What’s your word?

For some reason, adjectives have been on my heart a lot lately. Now, I know what you’re thinking, “adjectives? As in descriptive words?” Yes – adjectives. During a recent conversation with my friends, somehow we started talking about how one of my friends saw me and I couldn’t help but disagree… I didn’t see myself at all the way they saw me (in the certain scenario at hand). Then, the next day in the women’s Bible study I go to, we were reading a verse from the Bible that talked about a “wise woman.” The verse did not mention her name or any other thing about her besides that she was wise. We were talking about why she was only portrayed as wise and how that affects the story or even how it would affect her. Then I asked the question of whether or not she saw herself as wise, or was it only the people who saw her as such? Then, another question followed… if there were one word that could be used to describe you, one adjective, what would it be? How would the word you give yourself compare to the word others give you?

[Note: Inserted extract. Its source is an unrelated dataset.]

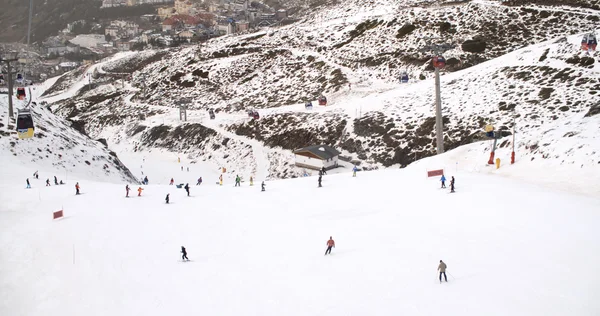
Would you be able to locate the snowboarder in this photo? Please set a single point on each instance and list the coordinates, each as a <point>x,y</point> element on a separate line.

We all have had to think of ways to describe ourselves, whether it’s through those annoying ice-breakers we’re required to do in class or an assignment that our junior English teacher makes us do (that we also never finish). The point is, at one time or another, you’ve had to think of words that you would attach to yourself. But if you had to choose just one, and that word had to be your identifier, what would it be? We all care about what other’s think of us to some extent (whether you’re willing to admit it or not) and chances are you want the way others see you to match up with how you see yourself. After all, psychologically speaking, we all have a real-self (the way we actually are) and an ideal-self (the way we want to be/be seen). The question is, do yours line up?

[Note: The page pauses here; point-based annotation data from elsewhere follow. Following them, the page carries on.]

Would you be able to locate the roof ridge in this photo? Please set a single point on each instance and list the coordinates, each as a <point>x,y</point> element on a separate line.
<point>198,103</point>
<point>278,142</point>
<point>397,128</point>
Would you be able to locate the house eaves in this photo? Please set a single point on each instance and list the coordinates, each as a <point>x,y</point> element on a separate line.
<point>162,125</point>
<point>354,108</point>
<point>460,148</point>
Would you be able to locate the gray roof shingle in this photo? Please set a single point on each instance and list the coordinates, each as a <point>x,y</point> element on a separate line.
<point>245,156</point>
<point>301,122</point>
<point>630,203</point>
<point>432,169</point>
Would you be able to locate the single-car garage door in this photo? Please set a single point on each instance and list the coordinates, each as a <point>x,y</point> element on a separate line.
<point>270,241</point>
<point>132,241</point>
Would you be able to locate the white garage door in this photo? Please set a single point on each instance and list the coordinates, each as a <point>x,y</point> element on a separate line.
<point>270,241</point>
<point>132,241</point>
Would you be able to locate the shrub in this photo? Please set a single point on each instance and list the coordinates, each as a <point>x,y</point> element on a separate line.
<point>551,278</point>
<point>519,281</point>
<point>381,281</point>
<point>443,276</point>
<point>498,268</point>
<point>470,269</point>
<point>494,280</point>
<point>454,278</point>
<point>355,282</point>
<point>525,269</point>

I don’t think mine do – at least not all the time. But I think the whole point of growing as a person is trying to become a better version of yourself – one that lines up with who you want to be and how you want others to see you. I don’t think changing is the hard part. I think accepting the fact that you actually want to change is what’s hard. We all get so used to this idea of accepting ourselves as we are and that’s great because we should accept ourselves, but don’t let that stop you from always trying to be a better person than you were yesterday. Don’t stop thinking about what you want your word (your identifier) to be and striving to make that true. Never get so comfortable with yourself that you stop thinking of more – that you stop thinking of better adjectives.

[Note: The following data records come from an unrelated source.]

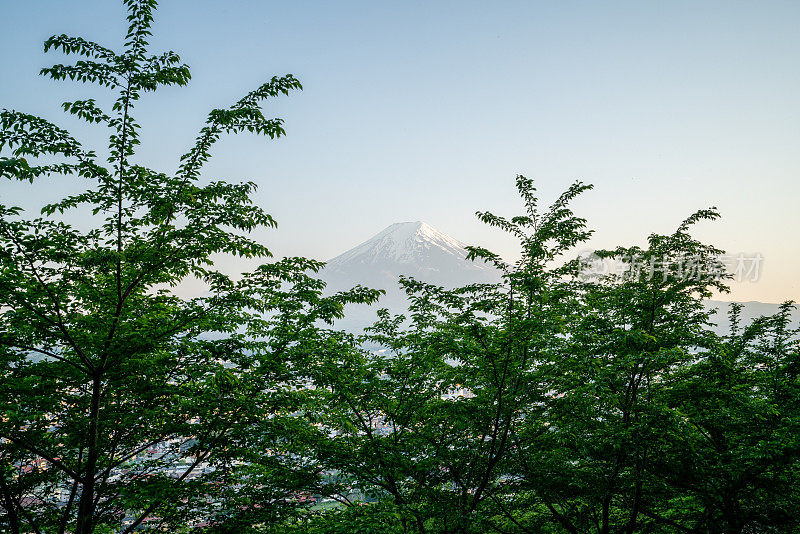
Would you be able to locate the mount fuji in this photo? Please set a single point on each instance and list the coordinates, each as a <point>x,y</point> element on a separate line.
<point>413,249</point>
<point>416,249</point>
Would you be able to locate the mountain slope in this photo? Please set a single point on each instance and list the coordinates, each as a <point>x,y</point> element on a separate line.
<point>413,249</point>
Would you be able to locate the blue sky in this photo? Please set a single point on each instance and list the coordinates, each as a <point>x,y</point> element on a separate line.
<point>427,111</point>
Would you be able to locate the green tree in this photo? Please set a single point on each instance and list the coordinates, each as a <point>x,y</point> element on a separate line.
<point>125,405</point>
<point>734,462</point>
<point>607,415</point>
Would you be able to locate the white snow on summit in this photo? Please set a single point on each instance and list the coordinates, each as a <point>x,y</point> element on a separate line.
<point>403,243</point>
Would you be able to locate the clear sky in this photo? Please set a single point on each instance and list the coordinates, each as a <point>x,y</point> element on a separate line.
<point>420,110</point>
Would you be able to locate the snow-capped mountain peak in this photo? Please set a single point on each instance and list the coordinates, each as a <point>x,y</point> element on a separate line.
<point>402,243</point>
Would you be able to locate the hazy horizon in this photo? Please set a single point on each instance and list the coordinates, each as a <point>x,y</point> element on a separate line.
<point>427,111</point>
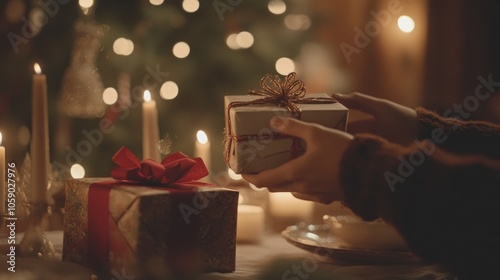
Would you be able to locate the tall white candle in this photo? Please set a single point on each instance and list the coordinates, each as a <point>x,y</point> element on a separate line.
<point>285,206</point>
<point>2,177</point>
<point>250,224</point>
<point>40,139</point>
<point>202,148</point>
<point>150,132</point>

2 thoughts on “What’s your word?

  1. Fascinating discussion. Great post!
    Maybe describing our gifts is a better idea? Gift is a verb … not to throw you into another word play … but if we can describe our actions or those actions that make us better, would that be a good path to acceptance?
    Thanks for the challenge!

    Liked by 1 person

    1. I like that! I think understanding our actions and their impact on us is a huge part to the overall acceptance and changing process – and it’s so important to understand and recognize the many gifts we all have!